In 2002, Jeannette joined parastatal research agency, the Council for Scientific and Industrial Research (CSIR), an organisation that undertakes directed research and development to promote socio-economic growth.

It was here Jeannette got exposed to countries like Tanzania, Ghana and Mali and was able to understand how governments work with small scale mining communities. Her experience solidified her role on the advisory board for the Minster of Mineral Resources, forming part of her retinue.

“I began to realise just how many stakeholders there are in the mining sector and how important it is from a multi-stakeholder perspective to understand peoples’ needs and to translate that through dialogue.”

Jeannette began to understand how countries, together with private mining companies, drive social and economic change, instilling in her an appreciation for the positive impact that mining can have on countries and communities.

From Master to Doctor

Through the CSIR, Jeannette was given the incredible opportunity to further her studies at the famous Colorado School of Mines, which is as Jeannette describes, “the Harvard of mining”. This is where she attained her second Master’s degree in mineral economics, delving into how mining makes money.

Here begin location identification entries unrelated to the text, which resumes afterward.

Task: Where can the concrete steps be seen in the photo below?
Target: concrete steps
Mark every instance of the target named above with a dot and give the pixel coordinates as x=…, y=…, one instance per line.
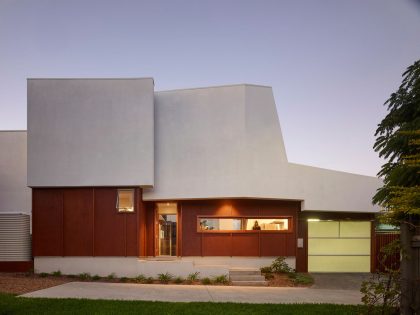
x=247, y=277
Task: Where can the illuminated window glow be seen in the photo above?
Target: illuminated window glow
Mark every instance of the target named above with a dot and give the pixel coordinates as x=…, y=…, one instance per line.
x=125, y=200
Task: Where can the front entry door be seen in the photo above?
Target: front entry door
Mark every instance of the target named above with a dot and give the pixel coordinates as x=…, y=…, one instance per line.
x=166, y=217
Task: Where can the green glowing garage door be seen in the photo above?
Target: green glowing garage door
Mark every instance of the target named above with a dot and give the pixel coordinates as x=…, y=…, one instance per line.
x=339, y=246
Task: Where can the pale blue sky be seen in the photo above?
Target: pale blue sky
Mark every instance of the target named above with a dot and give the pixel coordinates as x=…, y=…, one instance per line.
x=331, y=64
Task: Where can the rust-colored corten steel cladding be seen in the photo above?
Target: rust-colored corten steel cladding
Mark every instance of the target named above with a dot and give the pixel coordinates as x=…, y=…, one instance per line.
x=84, y=222
x=238, y=243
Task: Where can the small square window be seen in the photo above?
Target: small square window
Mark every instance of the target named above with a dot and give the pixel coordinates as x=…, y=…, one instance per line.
x=125, y=200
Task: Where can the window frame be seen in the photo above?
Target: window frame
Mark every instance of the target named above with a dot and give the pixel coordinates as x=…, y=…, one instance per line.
x=289, y=230
x=133, y=191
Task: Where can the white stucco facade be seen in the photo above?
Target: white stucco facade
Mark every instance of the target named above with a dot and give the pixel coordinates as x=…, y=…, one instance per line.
x=133, y=266
x=90, y=132
x=15, y=196
x=204, y=143
x=226, y=142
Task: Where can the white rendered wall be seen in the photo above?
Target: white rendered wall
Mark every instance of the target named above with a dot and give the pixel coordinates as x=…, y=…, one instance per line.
x=215, y=142
x=14, y=195
x=226, y=142
x=90, y=132
x=132, y=267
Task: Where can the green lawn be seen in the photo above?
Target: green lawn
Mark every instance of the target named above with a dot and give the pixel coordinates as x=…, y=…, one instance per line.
x=10, y=304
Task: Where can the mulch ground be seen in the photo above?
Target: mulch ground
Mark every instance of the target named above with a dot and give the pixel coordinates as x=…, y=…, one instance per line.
x=19, y=283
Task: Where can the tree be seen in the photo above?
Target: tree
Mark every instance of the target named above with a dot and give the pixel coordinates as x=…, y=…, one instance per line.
x=398, y=141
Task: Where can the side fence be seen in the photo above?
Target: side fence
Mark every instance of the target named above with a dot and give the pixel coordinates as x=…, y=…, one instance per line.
x=383, y=238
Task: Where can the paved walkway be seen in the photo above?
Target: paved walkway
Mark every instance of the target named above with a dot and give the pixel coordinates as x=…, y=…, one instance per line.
x=197, y=293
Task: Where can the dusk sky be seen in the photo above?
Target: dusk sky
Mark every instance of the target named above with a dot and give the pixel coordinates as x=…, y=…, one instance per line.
x=332, y=64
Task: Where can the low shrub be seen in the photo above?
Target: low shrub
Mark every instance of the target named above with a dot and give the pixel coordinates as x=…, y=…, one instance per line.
x=57, y=273
x=140, y=279
x=279, y=265
x=178, y=280
x=193, y=277
x=268, y=276
x=206, y=281
x=96, y=277
x=85, y=276
x=223, y=279
x=165, y=277
x=301, y=278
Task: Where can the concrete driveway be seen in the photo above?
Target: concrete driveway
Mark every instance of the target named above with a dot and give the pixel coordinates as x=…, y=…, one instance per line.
x=198, y=293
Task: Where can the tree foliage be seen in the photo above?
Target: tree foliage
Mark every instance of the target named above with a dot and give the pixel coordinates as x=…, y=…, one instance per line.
x=398, y=141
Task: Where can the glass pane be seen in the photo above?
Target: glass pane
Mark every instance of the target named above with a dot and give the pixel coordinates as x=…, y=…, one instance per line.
x=274, y=224
x=167, y=217
x=126, y=200
x=243, y=224
x=212, y=224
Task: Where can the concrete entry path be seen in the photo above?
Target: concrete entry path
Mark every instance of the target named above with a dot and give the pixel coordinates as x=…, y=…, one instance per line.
x=197, y=293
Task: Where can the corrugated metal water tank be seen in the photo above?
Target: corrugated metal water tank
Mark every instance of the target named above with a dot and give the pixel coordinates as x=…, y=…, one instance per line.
x=15, y=238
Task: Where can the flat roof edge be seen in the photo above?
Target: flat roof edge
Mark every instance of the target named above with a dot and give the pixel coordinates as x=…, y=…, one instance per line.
x=215, y=87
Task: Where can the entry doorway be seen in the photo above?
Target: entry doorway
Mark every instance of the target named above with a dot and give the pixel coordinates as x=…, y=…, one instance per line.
x=167, y=226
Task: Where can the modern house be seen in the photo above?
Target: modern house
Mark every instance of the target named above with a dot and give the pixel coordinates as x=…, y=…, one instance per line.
x=130, y=181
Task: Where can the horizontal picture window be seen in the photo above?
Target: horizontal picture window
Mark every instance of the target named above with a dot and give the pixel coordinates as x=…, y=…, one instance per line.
x=211, y=224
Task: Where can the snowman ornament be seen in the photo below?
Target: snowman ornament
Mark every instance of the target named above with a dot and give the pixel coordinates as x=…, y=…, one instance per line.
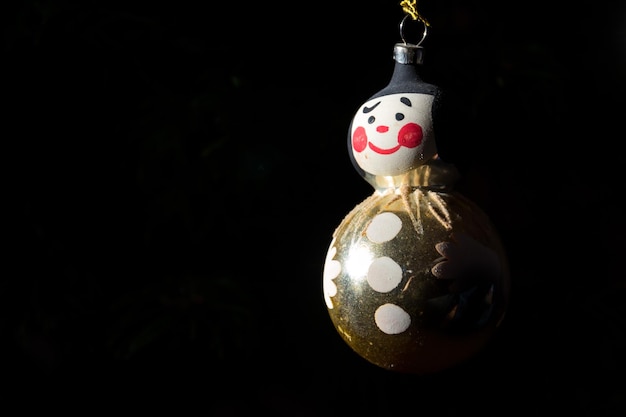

After this she got her three-way PhD in mineral economics, economic geology, and mining engineering.

“This fantastic experience gave me the opportunity to work in funding agreements, structuring finance agreements in quite a lot of deposits in North America,” says Jeannette.

Coming full circle – back to the future

In 2010, after 5 years in North America, Jeannette was ready to come home and add value to the South African industry.

“Since I’ve been back, I’ve been looking after various technology projects, seeing where we can implement things like mechanisation, electronics and geological developments.” Jeannette joined our Platinum business in February 2015.

“These are uncertain times for the mining industry right now,” says Jeannette. “But the exciting part for me is to come in at the bottom of this cycle and make the change.”

She believes the industry needs not to be afraid of change, “If we are bold and brave enough, technology can help drive this positive change,” says Jeannette.

She says one only needs to look at how mining has progressed, with more women being a part of the industry, to know that change is possible. Even though South Africa’s laws only changed in 1997, we are already at the same point as the rest of the world, that’s something to be proud of.

As an inspiring example to all those women who seek to follow in her footsteps, Jeannette says, “You have to be bold, brave and know that you can do it. Women need to go into mining with their eyes wide open.  It’s a sector full of opportunities if you’re prepared to do the job.”